8-En büyük musibet, dünyaya aşırı düşkünlüktür: İhtiras

Dünya’dan o kadar çok beklentimiz var ki, yetmiş yıllık ömre sığması mümkün değil. Bir de hedefe yaklaştıkça hedef büyütüyoruz dolayısı ile hedefe ulaşmak mümkün olmuyor.

İhtiras, stres yapar, insanı yorar, dostlukları tahrip eder ve mutsuzluğun başlıca sebeplerindendir.

9-Nimetin en büyüğüne layık olan, sevgiyi ilk başlatandır. Sevginin dilencisi olmak yerine kaynağı olmayı tercih etmek gerekir.

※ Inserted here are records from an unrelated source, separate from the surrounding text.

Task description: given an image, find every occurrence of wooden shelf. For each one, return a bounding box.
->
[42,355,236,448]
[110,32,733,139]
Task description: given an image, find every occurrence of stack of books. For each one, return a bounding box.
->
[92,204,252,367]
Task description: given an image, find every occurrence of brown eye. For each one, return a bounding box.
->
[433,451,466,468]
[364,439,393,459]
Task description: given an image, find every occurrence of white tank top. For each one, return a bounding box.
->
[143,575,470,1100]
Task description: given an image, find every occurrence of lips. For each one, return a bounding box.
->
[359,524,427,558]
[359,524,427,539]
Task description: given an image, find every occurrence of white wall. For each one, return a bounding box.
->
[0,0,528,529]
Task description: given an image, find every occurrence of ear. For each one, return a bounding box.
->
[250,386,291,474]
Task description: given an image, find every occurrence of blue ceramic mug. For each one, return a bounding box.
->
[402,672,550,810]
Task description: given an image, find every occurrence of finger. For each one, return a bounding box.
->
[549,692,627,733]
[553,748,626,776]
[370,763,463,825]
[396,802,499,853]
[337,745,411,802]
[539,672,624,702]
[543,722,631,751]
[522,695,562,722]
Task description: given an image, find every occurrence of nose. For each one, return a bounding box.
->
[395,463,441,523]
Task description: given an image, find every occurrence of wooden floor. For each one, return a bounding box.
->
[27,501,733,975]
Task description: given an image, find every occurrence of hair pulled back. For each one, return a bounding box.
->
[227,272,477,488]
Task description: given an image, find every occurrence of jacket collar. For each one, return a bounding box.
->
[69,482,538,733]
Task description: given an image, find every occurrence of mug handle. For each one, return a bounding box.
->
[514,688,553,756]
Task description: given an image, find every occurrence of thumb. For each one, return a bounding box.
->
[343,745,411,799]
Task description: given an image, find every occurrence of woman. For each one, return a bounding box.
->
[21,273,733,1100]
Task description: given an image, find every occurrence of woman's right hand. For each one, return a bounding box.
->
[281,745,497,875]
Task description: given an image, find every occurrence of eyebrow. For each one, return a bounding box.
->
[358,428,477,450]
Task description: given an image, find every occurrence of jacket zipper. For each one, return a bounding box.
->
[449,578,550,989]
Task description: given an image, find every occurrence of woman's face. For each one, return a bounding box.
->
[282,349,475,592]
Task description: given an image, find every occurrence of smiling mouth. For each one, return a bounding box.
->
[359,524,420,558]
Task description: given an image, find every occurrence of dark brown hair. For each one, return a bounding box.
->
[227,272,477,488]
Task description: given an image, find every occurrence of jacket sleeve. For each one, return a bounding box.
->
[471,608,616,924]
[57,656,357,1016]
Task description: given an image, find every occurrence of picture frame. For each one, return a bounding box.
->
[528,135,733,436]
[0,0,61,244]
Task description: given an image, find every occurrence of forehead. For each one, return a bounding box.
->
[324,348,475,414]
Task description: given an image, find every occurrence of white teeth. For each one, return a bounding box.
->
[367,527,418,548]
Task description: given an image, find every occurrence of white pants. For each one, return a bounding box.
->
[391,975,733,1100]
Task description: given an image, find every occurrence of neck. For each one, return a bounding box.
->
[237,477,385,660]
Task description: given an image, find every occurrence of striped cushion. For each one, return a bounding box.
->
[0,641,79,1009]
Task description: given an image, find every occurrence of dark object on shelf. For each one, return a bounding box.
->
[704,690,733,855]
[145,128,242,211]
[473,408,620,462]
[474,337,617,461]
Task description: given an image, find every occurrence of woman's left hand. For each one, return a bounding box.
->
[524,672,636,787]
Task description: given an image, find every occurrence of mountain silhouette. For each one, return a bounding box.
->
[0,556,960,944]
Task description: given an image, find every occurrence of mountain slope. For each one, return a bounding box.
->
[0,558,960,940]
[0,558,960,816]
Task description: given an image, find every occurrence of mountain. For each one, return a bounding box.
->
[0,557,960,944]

10-Vebali en büyük olanlar, dini görevlerini ihmal eden alimlerdir.

Doğruyu bilip de yapmamak, insanlara yaşamadığı şeyleri anlatmak kusur olarak o kişiye yeter.

  • Mevlana’dan:

Sevgide güneş gibi ol,

Dostluk ve kardeşlikte akarsu gibi ol,

Hataları örtmede gece gibi ol,

Tevazuda toprak gibi ol,

Öfkede ölü gibi ol

Her ne olursan ol,

Ya olduğun gibi görün yada göründüğün gibi ol.

  • Bulutlar ağlamasa yeşillikler nasıl güler.
  • Göz yaşarmayınca gönül yeşermezmiş
  • Birisi güzel bir şey söylüyorsa bu, dinleyenin dinlemesinden ve anlamasından ileri gelir.
  • Ölülerle savaşarak gazilik elde edilmez.
  • Kuru duayı bırak, ağaç istiyorsan tohum ek.
  • Ölümümüzden sonra bizim mezarımızı yerde aramayınız. Bizim mezarımız ariflerin gönlündedir.

Hayatta verdiğimiz kararlar, yaptığımız iler uzun vadede bizim kaderimiz olur.

Mesleğinin erbabı iyi bir marangoz, bir müteahhidin yanında uzun yıllar çalışmış ve yaşlanıştı. Artık emekli olarak dinlenmek istiyordu. Patronuna emekli olmak istediğini bildirdi. Patronu, böyle tecrübeli,mahir ve emektar bir elemanı kaybedeceği için üzüldü ama emeklilik onun da hakkı diye düşündü. Patronu marangoza, senden son bir istediğim var, şuraya bir aile duracak şekilde bir ev yap, ondan sonra emeklilik işlemlerini başlatalım, der. Marangoz, patronunu kıramaz ve hemen alel acele işe koyulur. Bu son işi isteksiz yapmaktadır. Baştan savma bir işçilik yapar ve kalitsiz mal kullanır. İyi bir usta için böyle bir final aslında büyük bir talihsizliktir. Ev inşaatı bitince, işveren evi görmeye gelir ve evin anahtarını marangoza uzatarak “Bu ev senin, şirketimde çok emeğin var bu ev de benden sana hediye” der. Marangoz şok olmuştur. Bu evin bana verileceğini bileydim, hiç böyle mi yapardım” der. 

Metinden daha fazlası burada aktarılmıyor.